Thanks, un. Yes it is a suit. Agree about collar. Another older BB shirt.
Diaz, first of all, ditch th bulky knot. Second, that's the wrong tie for a coat like that. The colors are too close and the pattern is too businessy.
/\ Would you guys provide a short explanation on what could be better to the eye on stitches' collar? Is it too straight-collar and not enough spread? Do these features ebb and flow with fashion/trend?
It has long been held that collar points should extend to the lapel of the jacket. A smaller, skimpier collar that leaves a gap of shirting underneath looks less conservative and breaks up the clean lines of a fit.
Look at the first few pages of this thread and note the proportion of the collar in regards to the tie and lapels. They extend at least to the beginning of the lapel, compliment the width of the tie and the size of its knot, and echo the formality (or informality) of the fit. A nice roll at the top of the collar and clean buttoning points (that do not show layers of shirt when worn with a tie) are also nice details.
A collar should also frame the face and be somewhat in line with the gorge, though you can't really tell either of those two things from stitch's example.
Thanks for the feedback. I tried a FIH and a double FIH and the thin blade was showing (I hate being short *sigh*). This is actually a Pratt, didn't know what else to do...
What kind of tie would work for this? I'm guessing something with texture, like a grenadine?
Thank you. I understand that and agree with it. If I could use in stitches as a guineau pig for just a bit longer here for my own education ... is the problem the shirt, the jacket, or just bad karma between the two? I guess it's also possible everything else is OK except the fit. (Thanks for the forebearance stitch.)
>> edit: I studied your response further and have concluded that it's really everything working together. (thanks again ... this is heightening my awareness in ways I hope are helpful.)

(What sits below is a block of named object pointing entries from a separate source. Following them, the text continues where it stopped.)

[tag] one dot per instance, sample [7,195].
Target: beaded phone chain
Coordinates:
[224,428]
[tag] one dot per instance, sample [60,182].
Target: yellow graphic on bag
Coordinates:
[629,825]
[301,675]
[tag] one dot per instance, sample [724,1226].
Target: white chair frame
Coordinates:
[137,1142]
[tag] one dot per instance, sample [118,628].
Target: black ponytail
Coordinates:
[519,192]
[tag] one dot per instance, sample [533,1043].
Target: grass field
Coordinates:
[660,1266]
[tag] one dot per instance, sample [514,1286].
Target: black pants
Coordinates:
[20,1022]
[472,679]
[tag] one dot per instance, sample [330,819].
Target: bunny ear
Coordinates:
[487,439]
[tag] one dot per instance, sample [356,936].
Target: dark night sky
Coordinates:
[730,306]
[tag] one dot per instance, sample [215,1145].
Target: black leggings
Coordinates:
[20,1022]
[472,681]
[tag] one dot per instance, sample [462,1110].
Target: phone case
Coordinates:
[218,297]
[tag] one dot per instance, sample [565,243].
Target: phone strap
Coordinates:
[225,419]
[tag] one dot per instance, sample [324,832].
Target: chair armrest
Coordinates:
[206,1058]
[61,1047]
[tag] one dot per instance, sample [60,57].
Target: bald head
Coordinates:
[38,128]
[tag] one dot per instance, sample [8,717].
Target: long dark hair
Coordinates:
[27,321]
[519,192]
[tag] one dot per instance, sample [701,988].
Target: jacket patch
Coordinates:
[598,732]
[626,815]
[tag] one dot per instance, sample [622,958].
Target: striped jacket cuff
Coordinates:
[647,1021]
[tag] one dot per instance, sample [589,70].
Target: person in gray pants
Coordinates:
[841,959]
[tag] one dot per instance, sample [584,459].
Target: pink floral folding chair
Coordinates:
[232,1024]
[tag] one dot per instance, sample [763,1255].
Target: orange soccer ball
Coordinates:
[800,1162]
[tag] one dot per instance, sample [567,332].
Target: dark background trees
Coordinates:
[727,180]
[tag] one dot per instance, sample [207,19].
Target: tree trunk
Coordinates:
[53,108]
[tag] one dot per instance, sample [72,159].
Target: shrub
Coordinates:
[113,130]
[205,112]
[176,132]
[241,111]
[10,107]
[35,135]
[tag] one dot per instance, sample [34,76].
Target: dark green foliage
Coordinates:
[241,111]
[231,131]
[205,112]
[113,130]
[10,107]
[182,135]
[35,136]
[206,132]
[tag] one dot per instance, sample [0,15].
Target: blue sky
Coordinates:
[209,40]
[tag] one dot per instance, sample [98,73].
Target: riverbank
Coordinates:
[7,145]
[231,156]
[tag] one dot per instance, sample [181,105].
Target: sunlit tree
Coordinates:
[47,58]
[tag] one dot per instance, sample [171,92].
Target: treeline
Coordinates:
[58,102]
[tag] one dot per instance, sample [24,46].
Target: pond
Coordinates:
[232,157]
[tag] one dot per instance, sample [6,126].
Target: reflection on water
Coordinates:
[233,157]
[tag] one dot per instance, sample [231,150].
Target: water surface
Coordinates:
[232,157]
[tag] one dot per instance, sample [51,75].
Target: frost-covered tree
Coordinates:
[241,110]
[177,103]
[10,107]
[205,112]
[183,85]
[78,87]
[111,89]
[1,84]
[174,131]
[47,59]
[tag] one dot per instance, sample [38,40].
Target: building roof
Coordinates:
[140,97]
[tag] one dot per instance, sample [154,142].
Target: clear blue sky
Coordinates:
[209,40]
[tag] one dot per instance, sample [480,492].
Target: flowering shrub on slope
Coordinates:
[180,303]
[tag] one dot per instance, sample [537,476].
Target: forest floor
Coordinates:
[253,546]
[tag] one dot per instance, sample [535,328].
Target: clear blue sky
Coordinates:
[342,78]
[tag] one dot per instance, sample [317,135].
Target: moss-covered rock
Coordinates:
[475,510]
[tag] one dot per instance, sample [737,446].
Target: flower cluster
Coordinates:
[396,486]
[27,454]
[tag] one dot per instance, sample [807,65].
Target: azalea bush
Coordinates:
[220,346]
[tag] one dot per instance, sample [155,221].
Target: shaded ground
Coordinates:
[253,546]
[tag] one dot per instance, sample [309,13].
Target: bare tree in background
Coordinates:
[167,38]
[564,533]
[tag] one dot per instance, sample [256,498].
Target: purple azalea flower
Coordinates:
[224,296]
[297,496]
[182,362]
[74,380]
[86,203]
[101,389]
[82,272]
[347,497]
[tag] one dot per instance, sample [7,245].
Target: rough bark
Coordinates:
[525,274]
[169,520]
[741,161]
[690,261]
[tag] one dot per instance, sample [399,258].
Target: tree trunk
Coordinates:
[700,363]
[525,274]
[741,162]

Is Manton's disdain for neats with odd jackets universal? It's not something I really feel intuitively the same way I feel that pinstripes are for business.
That would be interesting to know... I've always found neats less businessy than, say, stripes, plain or pin dots; but that might be because that's what I'm used to see businessmen wearing around here (and this country isn't exactly a sartorial paradise)
"Long" as in "SF likes it"?
"Long" as in since roughly 2002.
I don't think that's a universal view, on SF or IRL. But I do share it.
I don't think that's a universal view, on SF or IRL. I don't share it. Although this specific tie (and blue neats in general, although there are exceptions) looks too business to me too.